The Japanese do many things with their eggplants—they pickle, roast, sauté, blanch, braise, steam and fry them, to be exact. Here, fried eggplant is napped with a sweet and pungent sauce. In a Japanese meal this might be the main or featured dish, accompanied by white rice, a clear soup and tart salt-pickled greens. A more Western approach might be to serve the eggplant with a fluffy omelet and a crisp green salad.
Combine the bean paste, sugar and rice wine in a small saucepan and stir until smooth. Cook the sauce, stirring frequently, for 2–3 minutes over medium heat.
Remove skin and bone from the chicken breast and trim off the fat; chop the meat to a fine dice. Add the chopped chicken to the bean paste sauce and cook, stirring often, for 2–3 minutes over medium heat. The sauce will thicken and the chicken will turn white. (This sauce can be made several hours in advance and reheated just before serving.)
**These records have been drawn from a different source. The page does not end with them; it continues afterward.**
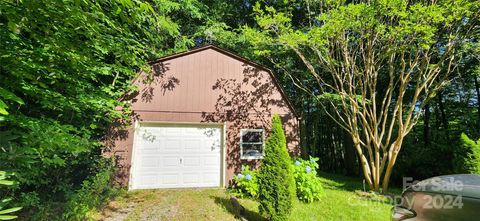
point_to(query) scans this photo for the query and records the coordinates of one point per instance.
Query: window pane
(252, 150)
(252, 137)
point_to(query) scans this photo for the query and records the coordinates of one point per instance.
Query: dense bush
(246, 184)
(276, 184)
(467, 159)
(6, 213)
(66, 65)
(308, 184)
(94, 192)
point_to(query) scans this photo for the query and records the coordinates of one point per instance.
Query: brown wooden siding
(208, 86)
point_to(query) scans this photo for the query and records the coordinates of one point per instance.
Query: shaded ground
(343, 200)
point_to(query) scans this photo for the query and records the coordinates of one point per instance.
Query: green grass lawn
(343, 200)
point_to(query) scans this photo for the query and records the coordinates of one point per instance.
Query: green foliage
(6, 214)
(246, 184)
(467, 159)
(94, 193)
(308, 184)
(275, 180)
(66, 67)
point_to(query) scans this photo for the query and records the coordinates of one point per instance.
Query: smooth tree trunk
(477, 89)
(426, 125)
(443, 114)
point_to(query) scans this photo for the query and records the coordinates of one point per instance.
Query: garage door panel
(169, 178)
(172, 161)
(193, 145)
(211, 161)
(171, 144)
(176, 156)
(149, 162)
(192, 161)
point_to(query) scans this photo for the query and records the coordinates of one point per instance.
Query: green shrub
(6, 214)
(467, 160)
(246, 184)
(94, 192)
(308, 184)
(276, 184)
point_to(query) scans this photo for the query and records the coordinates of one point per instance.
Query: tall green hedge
(276, 183)
(467, 160)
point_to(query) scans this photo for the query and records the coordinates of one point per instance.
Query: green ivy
(308, 184)
(275, 180)
(246, 183)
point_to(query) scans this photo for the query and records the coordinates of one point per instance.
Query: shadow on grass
(340, 182)
(247, 214)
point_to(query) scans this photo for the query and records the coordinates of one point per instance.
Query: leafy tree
(6, 214)
(66, 65)
(275, 180)
(375, 65)
(468, 159)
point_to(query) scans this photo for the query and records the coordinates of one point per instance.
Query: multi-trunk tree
(374, 64)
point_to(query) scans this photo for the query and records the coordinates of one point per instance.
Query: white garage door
(176, 156)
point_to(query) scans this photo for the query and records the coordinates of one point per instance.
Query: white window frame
(242, 132)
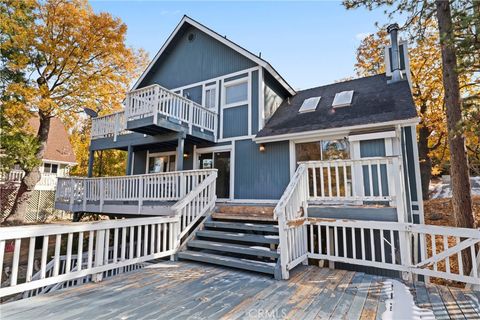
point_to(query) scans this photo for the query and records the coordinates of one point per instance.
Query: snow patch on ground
(401, 304)
(443, 189)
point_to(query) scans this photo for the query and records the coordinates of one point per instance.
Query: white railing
(133, 241)
(290, 210)
(154, 100)
(111, 125)
(168, 186)
(196, 204)
(366, 179)
(48, 181)
(389, 245)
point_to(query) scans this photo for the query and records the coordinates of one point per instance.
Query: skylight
(343, 99)
(309, 104)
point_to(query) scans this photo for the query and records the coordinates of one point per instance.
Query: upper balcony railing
(152, 101)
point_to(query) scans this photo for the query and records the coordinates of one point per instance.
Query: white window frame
(226, 148)
(231, 83)
(204, 96)
(160, 154)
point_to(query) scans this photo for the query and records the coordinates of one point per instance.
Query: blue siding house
(219, 106)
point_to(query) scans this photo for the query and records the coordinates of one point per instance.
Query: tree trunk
(461, 192)
(425, 160)
(31, 178)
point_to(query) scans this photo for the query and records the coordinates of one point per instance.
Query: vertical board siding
(374, 148)
(254, 102)
(194, 94)
(235, 121)
(261, 175)
(139, 161)
(185, 62)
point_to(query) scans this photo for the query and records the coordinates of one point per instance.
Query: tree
(72, 58)
(417, 13)
(427, 91)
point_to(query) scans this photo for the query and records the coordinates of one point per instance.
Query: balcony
(154, 110)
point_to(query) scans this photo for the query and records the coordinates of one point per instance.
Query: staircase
(237, 242)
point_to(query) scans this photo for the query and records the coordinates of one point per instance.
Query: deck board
(187, 290)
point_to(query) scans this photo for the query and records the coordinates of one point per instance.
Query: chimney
(396, 73)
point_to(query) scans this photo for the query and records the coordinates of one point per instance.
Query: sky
(308, 43)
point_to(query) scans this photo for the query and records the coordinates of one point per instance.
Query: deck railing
(387, 245)
(133, 241)
(168, 186)
(366, 179)
(48, 181)
(111, 125)
(154, 100)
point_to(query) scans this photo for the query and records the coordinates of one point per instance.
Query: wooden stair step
(265, 217)
(242, 226)
(251, 265)
(238, 236)
(233, 248)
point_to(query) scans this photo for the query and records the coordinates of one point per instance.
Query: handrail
(134, 241)
(196, 203)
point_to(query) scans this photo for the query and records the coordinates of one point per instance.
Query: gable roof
(374, 102)
(225, 41)
(58, 146)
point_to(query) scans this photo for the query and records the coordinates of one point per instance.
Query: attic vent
(309, 104)
(343, 99)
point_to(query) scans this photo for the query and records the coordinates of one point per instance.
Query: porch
(156, 110)
(180, 290)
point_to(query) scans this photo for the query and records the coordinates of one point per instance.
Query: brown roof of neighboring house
(58, 144)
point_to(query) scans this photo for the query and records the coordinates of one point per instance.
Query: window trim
(231, 83)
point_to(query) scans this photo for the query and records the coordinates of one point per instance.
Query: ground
(187, 290)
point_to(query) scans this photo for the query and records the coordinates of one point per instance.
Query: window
(343, 99)
(236, 93)
(309, 104)
(322, 150)
(211, 98)
(50, 168)
(161, 163)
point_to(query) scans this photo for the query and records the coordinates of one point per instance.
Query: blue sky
(309, 43)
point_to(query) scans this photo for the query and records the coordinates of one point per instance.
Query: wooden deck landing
(179, 290)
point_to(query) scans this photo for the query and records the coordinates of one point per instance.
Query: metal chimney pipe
(395, 57)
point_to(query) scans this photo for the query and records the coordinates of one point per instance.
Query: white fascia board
(223, 40)
(332, 131)
(374, 135)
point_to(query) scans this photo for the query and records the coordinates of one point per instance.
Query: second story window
(211, 98)
(236, 93)
(50, 168)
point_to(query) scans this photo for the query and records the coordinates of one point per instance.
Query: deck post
(180, 149)
(91, 158)
(129, 160)
(99, 253)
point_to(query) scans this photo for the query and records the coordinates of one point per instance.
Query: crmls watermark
(261, 314)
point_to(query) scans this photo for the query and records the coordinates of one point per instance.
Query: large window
(161, 163)
(322, 150)
(211, 98)
(236, 93)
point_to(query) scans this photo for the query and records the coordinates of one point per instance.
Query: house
(57, 160)
(341, 151)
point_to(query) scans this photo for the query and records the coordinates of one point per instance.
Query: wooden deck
(180, 290)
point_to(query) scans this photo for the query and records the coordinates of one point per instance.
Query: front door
(221, 162)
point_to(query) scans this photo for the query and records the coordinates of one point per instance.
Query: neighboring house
(57, 161)
(342, 151)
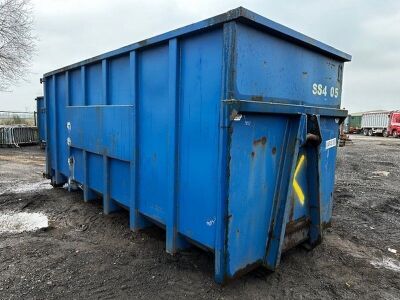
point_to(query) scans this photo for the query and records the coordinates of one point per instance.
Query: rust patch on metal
(297, 225)
(326, 225)
(261, 141)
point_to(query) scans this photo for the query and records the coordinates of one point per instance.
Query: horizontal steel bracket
(244, 106)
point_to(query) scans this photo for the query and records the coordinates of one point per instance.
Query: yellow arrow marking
(296, 185)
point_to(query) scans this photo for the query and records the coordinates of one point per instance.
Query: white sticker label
(319, 89)
(330, 143)
(238, 117)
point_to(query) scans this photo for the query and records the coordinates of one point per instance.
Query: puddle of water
(27, 187)
(20, 222)
(387, 263)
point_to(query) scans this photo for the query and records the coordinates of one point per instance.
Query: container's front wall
(269, 68)
(97, 106)
(255, 160)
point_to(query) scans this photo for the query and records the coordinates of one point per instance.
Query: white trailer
(375, 122)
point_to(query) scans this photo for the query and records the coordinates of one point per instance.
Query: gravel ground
(84, 254)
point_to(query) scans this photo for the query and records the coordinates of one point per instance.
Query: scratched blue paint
(41, 118)
(199, 131)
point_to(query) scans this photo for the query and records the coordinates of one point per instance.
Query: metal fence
(17, 118)
(16, 135)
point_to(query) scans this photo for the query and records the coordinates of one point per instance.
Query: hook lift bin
(223, 132)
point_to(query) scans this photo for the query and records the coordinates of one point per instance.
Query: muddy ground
(84, 254)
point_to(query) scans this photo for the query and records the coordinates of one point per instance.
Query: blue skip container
(223, 132)
(41, 119)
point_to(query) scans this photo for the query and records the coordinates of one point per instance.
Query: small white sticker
(211, 222)
(238, 117)
(330, 143)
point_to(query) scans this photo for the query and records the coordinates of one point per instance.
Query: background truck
(352, 124)
(386, 123)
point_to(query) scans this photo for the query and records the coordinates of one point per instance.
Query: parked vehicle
(352, 124)
(386, 123)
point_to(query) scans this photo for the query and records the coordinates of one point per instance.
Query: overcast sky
(72, 30)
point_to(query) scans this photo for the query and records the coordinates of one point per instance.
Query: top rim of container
(241, 14)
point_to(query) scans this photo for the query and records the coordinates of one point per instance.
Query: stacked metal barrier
(15, 135)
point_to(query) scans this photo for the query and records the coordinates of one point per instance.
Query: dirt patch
(84, 254)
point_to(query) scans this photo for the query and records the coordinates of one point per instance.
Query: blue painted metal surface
(41, 118)
(223, 132)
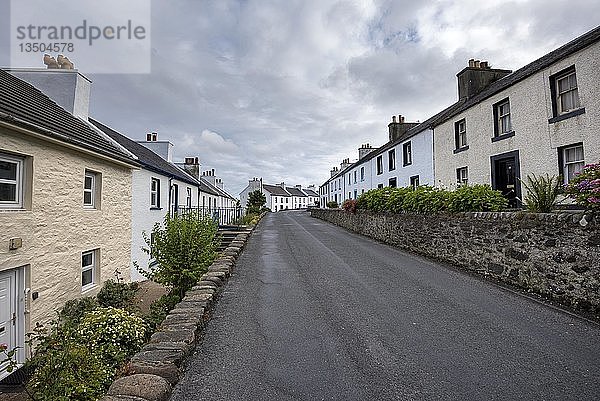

Wash and pat dry the eggplants before slicing them in halves lengthwise. Slice off just enough of the rounded bottom of each piece to allow the eggplant to lie flat. Save a few of these slivers for testing the readiness of the oil for frying. Score the cut surface, shallowly around the rim and more deeply toward the center of each half.
Heat the oil to approximately 325 degrees F. Test-fry one of the eggplant slivers. Small bubbles should appear within a few seconds and the eggplant should float on the surface of the oil. Deep fry each of the eggplant pieces, skin side down, for 1–2 minutes. Flip the pieces over and continue to fry for 3–4 more minutes. The cut surface of the eggplant should be golden brown and the flesh beneath it tender. (You can test this by inserting a wooden toothpick.) Drain the fried eggplant well.
Serve each eggplant half napped with some of the warm chicken and bean sauce. Sprinkle a pinch of Japanese pepper over the sauced eggplant and garnish with a sprig of parsley.